The nice thing about Airbnb’s design was that they generalized the idempotency with a three-phase process. Pre-RPC, RPC, and Post-RPC. In the first phase, they record and get the request with its idempotency key. In the second phase, they make the request to the external services, and they do not make any database writes at this moment. In the final step, they record the response on the database or handle the exception.
I recommend you read the full article, but the most beautiful part of their solution is they generalized in the form of a library to avoid latency issues and to have consistency across teams. Other than that, some concepts I found interesting from their solution:
- Retryable and non-retryable exceptions: consumers should deliberately declare which type of exceptions the service should handle.
- The client should be wise: an idempotency key should be used, the request can’t change across retries, and a good retry strategy needs to be implemented—for instance, exponential backoff or randomized wait times.

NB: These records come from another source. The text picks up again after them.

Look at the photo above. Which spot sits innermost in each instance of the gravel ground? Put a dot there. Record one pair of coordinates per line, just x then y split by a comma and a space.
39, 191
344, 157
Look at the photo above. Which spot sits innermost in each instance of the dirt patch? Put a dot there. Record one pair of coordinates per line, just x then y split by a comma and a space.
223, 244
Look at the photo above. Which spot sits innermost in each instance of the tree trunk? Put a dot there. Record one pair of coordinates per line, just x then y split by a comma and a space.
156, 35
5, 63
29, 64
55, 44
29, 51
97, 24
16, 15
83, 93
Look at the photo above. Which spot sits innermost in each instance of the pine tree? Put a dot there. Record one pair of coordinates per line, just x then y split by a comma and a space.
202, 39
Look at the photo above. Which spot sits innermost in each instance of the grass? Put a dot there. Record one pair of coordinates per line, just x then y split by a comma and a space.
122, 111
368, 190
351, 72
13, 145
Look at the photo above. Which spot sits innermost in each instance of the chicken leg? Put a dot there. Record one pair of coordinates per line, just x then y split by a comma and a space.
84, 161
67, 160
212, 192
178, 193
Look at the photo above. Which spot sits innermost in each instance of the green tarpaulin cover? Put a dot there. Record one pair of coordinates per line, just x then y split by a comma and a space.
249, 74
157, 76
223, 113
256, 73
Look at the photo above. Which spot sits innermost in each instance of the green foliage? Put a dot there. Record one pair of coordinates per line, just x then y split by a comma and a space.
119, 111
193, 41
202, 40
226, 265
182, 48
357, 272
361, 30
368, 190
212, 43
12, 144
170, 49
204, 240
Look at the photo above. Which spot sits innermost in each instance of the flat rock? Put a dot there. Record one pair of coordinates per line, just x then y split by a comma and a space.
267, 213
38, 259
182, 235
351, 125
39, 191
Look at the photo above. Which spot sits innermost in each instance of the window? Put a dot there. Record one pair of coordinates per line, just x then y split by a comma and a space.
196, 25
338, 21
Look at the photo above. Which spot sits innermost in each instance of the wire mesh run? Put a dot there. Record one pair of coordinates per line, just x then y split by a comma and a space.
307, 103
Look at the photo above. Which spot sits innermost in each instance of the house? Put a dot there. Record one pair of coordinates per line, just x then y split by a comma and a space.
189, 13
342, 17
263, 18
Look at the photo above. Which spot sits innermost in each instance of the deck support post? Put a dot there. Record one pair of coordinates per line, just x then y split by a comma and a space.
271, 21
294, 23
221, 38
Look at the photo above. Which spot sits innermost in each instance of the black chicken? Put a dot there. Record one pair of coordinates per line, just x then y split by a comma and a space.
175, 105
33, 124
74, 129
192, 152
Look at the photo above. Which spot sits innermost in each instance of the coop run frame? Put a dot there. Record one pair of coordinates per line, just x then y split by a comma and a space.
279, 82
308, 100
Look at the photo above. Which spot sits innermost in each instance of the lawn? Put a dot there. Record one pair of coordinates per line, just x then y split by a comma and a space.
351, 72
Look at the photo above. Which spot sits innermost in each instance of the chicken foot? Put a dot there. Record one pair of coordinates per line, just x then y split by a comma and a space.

- Good idempotency key: this key can be from the request level or entity level.
- The API request should have an expiring lease for the keys: this helps prevent multiple event fires and other race conditions. Ideally, this lease should be a row-level lock.
- Record the response: the idempotent behavior can be monitored and guaranteed.
Finally, this eventual consistency model led me to explore some conflict resolution techniques that, albeit somewhat familiar to me in their implementations, I’ve never put some deep thought into their nuances.